0

Jimat

Posted by Desi on 1:56 PM
Hari ini ci ngadain ujian akhir Manajemen Keuangan, dan what a big surprise....karena ci nemukan mahasiswa yang liat jimat, perempuan lagi. Duh nak...nak....berani-beraninya liat jimat, malah duduk di depan lagi. Salah dia sendiri sebenarnya, ga profesional sich cara liat jimatnya...hehehe....Ci tidak menyangka anak ini akan liat jimat, karena di kelas dia termasuk lumayanlah. Tapi tadi setiap ci liat dia, wajahnya langsung seperti orang ketakutan, dan langsung nutupin mukanya dengan kertas soal. Lalu waktu dia angkat kertas soal untuk nutupin mukanya lagi, tiba-tiba ci liat seperti ada bayangan kertas kecil nempel di kertas soal itu. Ci coba perhatikan dulu dengan seksama, barangkali saja itu bukan kertas lain atau jimat, tapi benar-benar bayangan yang ci liat itu kertas lain dengan ukuran yg lebih kecil. Akhirnya ci tanyain, itu kertas apa yang nempel di soalnya. Dia langsung takut dan dengan perlahan membuka kertas itu dan menjatuhkannya supaya ga ketahuan, dan meremukkannya sambil bilang tidak ada kertas apa-apa bu...Ci sebenarnya dah liat waktu dia jatuhin kertas itu dan berusaha menyembunyikannya tapi sia-sia. Ci datangi dan langsung ambil kertas kecil itu. Ternyata dia memakai sticks note yang di tempelkan di halaman belakang soal lembar pertama, kebetulan soalnya ada dua lembar. Dan di dalamnya tertulis rumus-rumus rasio keuangan.

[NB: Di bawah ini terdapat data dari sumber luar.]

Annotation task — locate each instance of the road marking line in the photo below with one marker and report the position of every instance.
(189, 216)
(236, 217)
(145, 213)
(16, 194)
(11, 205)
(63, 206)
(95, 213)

Sewaktu ci tanyakan, dia langsung pucat dan menunduk. Supaya dia tidak begitu shock dan malu, ci biarkan saja dia melanjutkan ujiannya, tapi setelah ujian dia harus menghadap ci di ruangan.
Setelah selesai ujian dia masih merayu dan melakukan pembelaan seolah-olah tidak bersalah, minta ci untuk nguji dia lagi, karena sebenarnya dia hafal rumus-rumus itu tapi takut saja klo-klo dia lupa. KLISE !!! Akhirnya ci putuskan untuk motong nilainya 50%.
Dia akhirnya minta maaf dan janji tidak akan ngulangin hal memalukan itu lagi, ternyata ini pertama kali dia liat jimat, katanya. Dia juga minta ci untuk tidak bilang ke dosen lain, karena malu dan takut di cap tukang liat jimat. Dan dia juga nanya apa ci marah dan benci sama dia? Ci jawab tidak, tak ada manfaatnya marah, yang ada kamu sendiri yang malu. "Benar Bu, saya malu sama teman-teman, dan juga malu klo dosen-dosen yang lain tau".
Ternyata sanksi sosial itu lebih menakutkan dan berat yah....
Sebenarnya ci tidak boleh ceritakan hal ini sama orang lain karena sudah janji sama dia tidak akan bilang sama dosen lain, tapi kan janjinya tidak bilang ke dosen lain, bukan sama semua orang. Dan karena ci pengen cerita, tapi tidak bisa cerita ke teman-teman di ruangan, akhirnya ci cerita di blog aja, dan nama anaknya juga tidak ci sebutin, ga apa-apa lah. Mudah-mudahan ini bukan bentuk pengingkaran janji.